I think that someday the whole world will be run by electrickery.
—Woody Guthrie (Folk Icon)
It isn’t often that an author has a chance to revise a book that has been in print for over twenty years. Happily, I have that opportunity here. The timing is propitious: Most of the house styles considered in my guide were popular for a generation—twenty to twenty-five years. So what has changed in the last twenty-five years?
If one peruses so-called shelter magazines, there is a plethora of commodious houses with “professional” chef kitchens, three car garages, and bathrooms that resemble spas with amazing accommodation for self-indulgence. There are now voluminous “great rooms” and “media rooms”—“smart homes” with electronic gadgetry unimagined by Edison or even Tesla a hundred years ago. Presumably, all of these components are incorporated into structures that accommodate the fantasies—or perceived necessities—of the aspiring homeowners. The culture of excess is still evident in America today.
But nothing is ever that simple. We have all become environmentally conscious and support a world of recycling and energy efficiency. Transfer stations have replaced the town dump in rural America. Many share an ongoing goal to get “off the grid” and aspire to LEED certification (Leadership in Energy and Environmental Design). This is the seal of approval for sustainable building practices. We drive more cars with plug-in capacity and have photovoltaic solar collectors on our houses. “Big Oil” is considered anathema to many and we aim to heat our houses with geothermal heat exchangers.

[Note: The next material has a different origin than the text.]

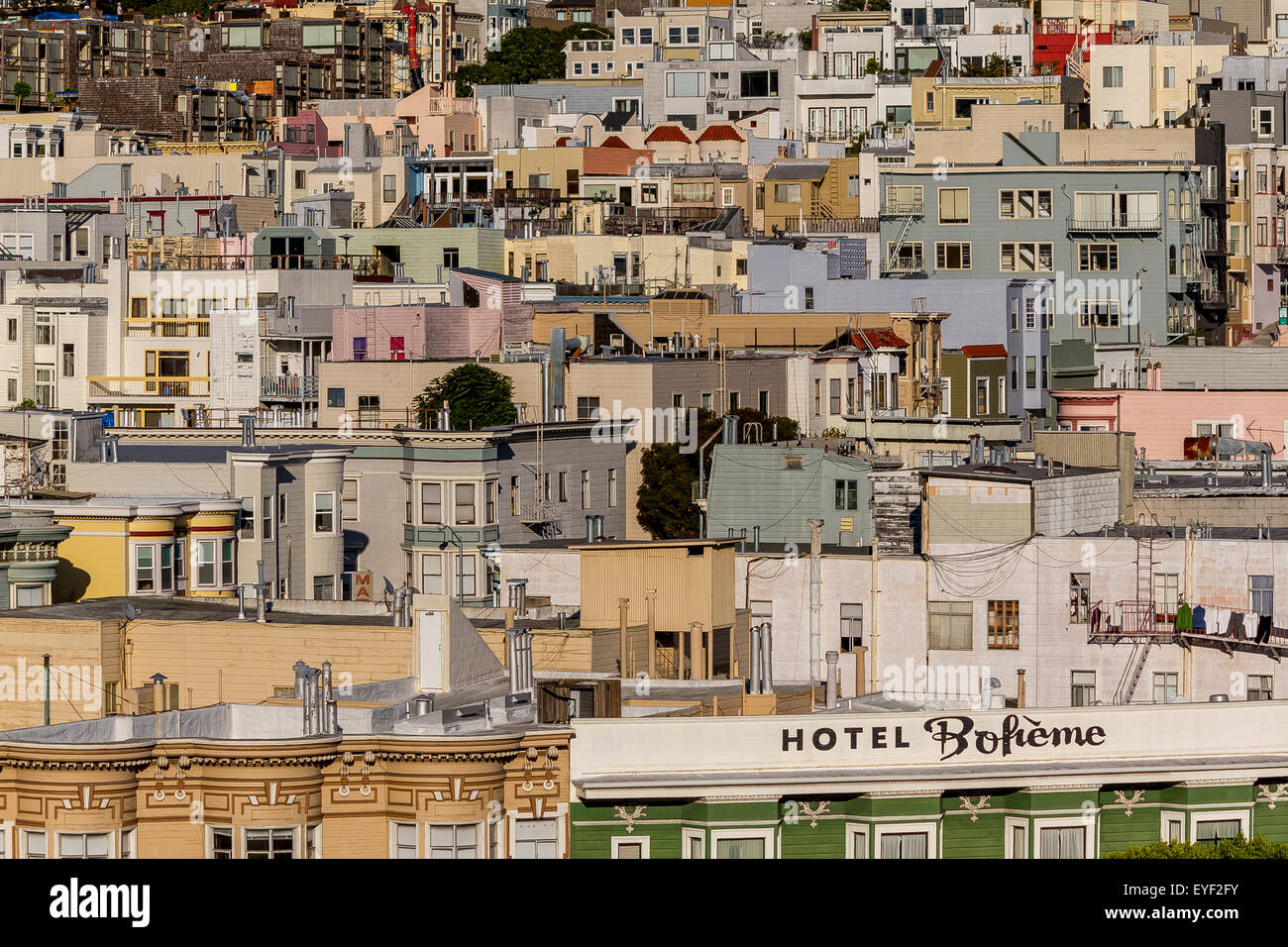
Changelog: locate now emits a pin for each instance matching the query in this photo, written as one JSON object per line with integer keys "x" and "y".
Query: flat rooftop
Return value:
{"x": 183, "y": 609}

My hope expressed at the end of the first edition was that we would see more focus on regional styles that were unpretentious and understated. Indeed, the Pueblo style is still evident in the southwest. New England barns and vernacular farmhouses still serve as prototypes for many new houses and rustic mountain houses are popular—whether modest in scale or extravagant mansions. In this edition, I have added a twelfth chapter in which I will discuss contemporary regionalism in more detail.
I like to think that in my practice I followed my own advice. Ten years ago, my wife, Liddy, and I built our house in the Litchfield Hills of northwestern Connecticut. We named it Rathedon. I am often asked, “What style is it?” I tend to reply that I like to think that it simply “has style” rather than being an example of one or another particular style. This is consistent with my belief expressed on the last page of Chapter 11 that houses should “live comfortably with their surroundings, [be] courteous to their neighbors, and [be] deferential to the environment.” I am gratified whenever I see similar efforts around the country.
In our own project, we began with an articulated floor plan that takes advantage of our distant southern views and an interesting outcrop that we integrated into our garden. The southwesterly summer breezes are welcome while we enjoy our screened porch. The design is an amalgamation of three-dimensional forms that emerge from the logical organization of the floor plan. The character derives from familiar gabled shapes echoing regional vernacular structures.
The massing of the whole is an inevitable expression of the interior spaces, all secured visually to the site by the substantive chimney mass. The chimney is not unlike the great central chimneys of the early New England colonial houses. Thus, it is not idly that I reiterate my conviction that “there should always be a place in our communities for comfortable, livable houses that express the character of the region, the site, and the people who live in them.”
South Kent, CT
2018
An early sketch of Rathedon.
The ground floor has a screened porch, living room, family room, dining room, kitchen, office, bedroom, and mud room.
Rathedon as it appeared in 2017. This photograph was taken a decade after completion.
The second floor has three bedrooms and my studio/office above the living room.